Il fatalismo si oppone alla libertà, e questa opposizione può essere applicata all’opposizione tra meccanicismo e teleologia. La libertà è possibile solo nella sua esistenza concreta. In questo senso, il meccanismo si fonda sull’immediatezza dell’oggettività. Questa immediatezza oggettiva è la stupidità di Netflix. L’algoritmo basato sui big data darebbe forma alle nostre preferenze di scelta, togliendoci qualsiasi “libertà” di scelta. Le macchine algoritmiche, come Netflix, YouTube e Facebook, addomesticano il nostro gusto per gli oggetti e servono come possibile formazione dell’attualità presente. Ironia della sorte, la totalizzazione meccanica dei dati oggettivi ci fa credere che quella sia l’essenza della nostra vita. La teleologia di Hegel differisce da quella di quanti considerano la mente e la soggettività razionale come l’origine degli oggetti. Per Hegel, che sia spirituale o ideale, l’autocoscienza katiana non emerge all’inizio ma alla fine del pensiero e dell’essere. Lo spiritualismo di Hegel presuppone la traumatica “educazione” della spiritualità estratta dai difetti e dagli errori della soggettività. In questo senso, la teleologia di Hegel ci permette di pensare oltre la necessità di meccanismi come Netflix. Lo scopo della tecnologia risiede ironicamente nei difetti del suo meccanismo, cioè nell’esitazione soggettiva, nella nostra riluttante pausa prima della scelta. In altre parole, lì non c’è decisione finale, solo indecidibilità, che non ha l’assoluto altro dall’esterno, ma differisce le differenze dall’interno. L’uso hegeliano della teleologia mira a introdurre un approccio meta-logico all’algoritmo. La concezione hegeliana della teleologia può essere intesa come la prima considerazione dell’odierna automatizzazione. La categorizzazione algoritmica come quella di Netflix rivela come la necessità meccanica serva uno scopo interiorizzato. Anche se il meccanismo sembra automatico, ci deve essere il decisore esitante dietro la macchina.

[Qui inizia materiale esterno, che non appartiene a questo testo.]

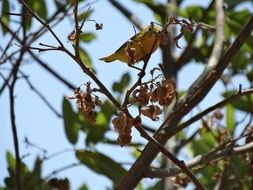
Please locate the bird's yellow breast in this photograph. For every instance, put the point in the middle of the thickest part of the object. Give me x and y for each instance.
(137, 48)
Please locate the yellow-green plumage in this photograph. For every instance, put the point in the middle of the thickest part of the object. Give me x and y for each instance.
(134, 50)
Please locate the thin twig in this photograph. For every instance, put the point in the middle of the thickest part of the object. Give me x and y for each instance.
(136, 172)
(200, 160)
(181, 164)
(40, 21)
(43, 98)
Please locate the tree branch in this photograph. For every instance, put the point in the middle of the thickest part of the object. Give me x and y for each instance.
(127, 14)
(138, 169)
(200, 160)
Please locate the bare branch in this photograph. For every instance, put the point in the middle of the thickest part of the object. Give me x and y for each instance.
(138, 169)
(200, 160)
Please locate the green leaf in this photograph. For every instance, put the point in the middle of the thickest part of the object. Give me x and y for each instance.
(85, 58)
(39, 7)
(85, 15)
(101, 164)
(233, 3)
(87, 37)
(4, 16)
(108, 109)
(240, 61)
(36, 174)
(11, 161)
(96, 132)
(194, 11)
(83, 187)
(71, 125)
(124, 82)
(241, 103)
(230, 117)
(204, 144)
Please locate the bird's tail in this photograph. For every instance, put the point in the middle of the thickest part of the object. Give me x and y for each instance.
(108, 59)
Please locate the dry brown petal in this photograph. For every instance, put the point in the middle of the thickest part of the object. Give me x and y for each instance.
(143, 95)
(165, 93)
(123, 124)
(137, 121)
(99, 26)
(152, 112)
(91, 117)
(131, 53)
(218, 115)
(124, 139)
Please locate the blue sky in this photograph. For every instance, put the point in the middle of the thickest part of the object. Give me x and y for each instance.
(41, 126)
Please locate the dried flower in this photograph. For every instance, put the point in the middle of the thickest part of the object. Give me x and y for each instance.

Nel 1990 Félix Guattari scrisse il saggio Verso un’era postmediale, in cui esponeva le potenziali resistenze nella categorizzazione meccanica dei media. Riflettendo sulle immagini della guerra del Golfo trasmesse in televisione affermava che quelle immagini ci avevano trasportato in “un universo quasi delirante di soggettività massmediatica” che “può esplodere come un parabrezza sotto l’impatto di pratiche alternative molecolari.” Cosa sono queste “pratiche alternative molecolari” dei media? In senso hegeliano, sarebbero possibili con la creazione di un fine nell’uso della tecnologia, mentre Guattari, in linea con Deleuze, sottolinea l’uso “minore” della tecnologia. Il concetto di minoranza implica l’affermazione delle differenze, cioè quelle che non sono sussunte alla generalizzazione della maggioranza. L’uso minore della tecnologia non è altro che la creazione di uno “scopo interiore” ad essa. Il mio incontro accidentale con due diversi film su Netflix e la mia critica a ciò che ho visto sarebbero una delle possibili pratiche che sfruttano l’opportunità sperimentale contro la necessità meccanica.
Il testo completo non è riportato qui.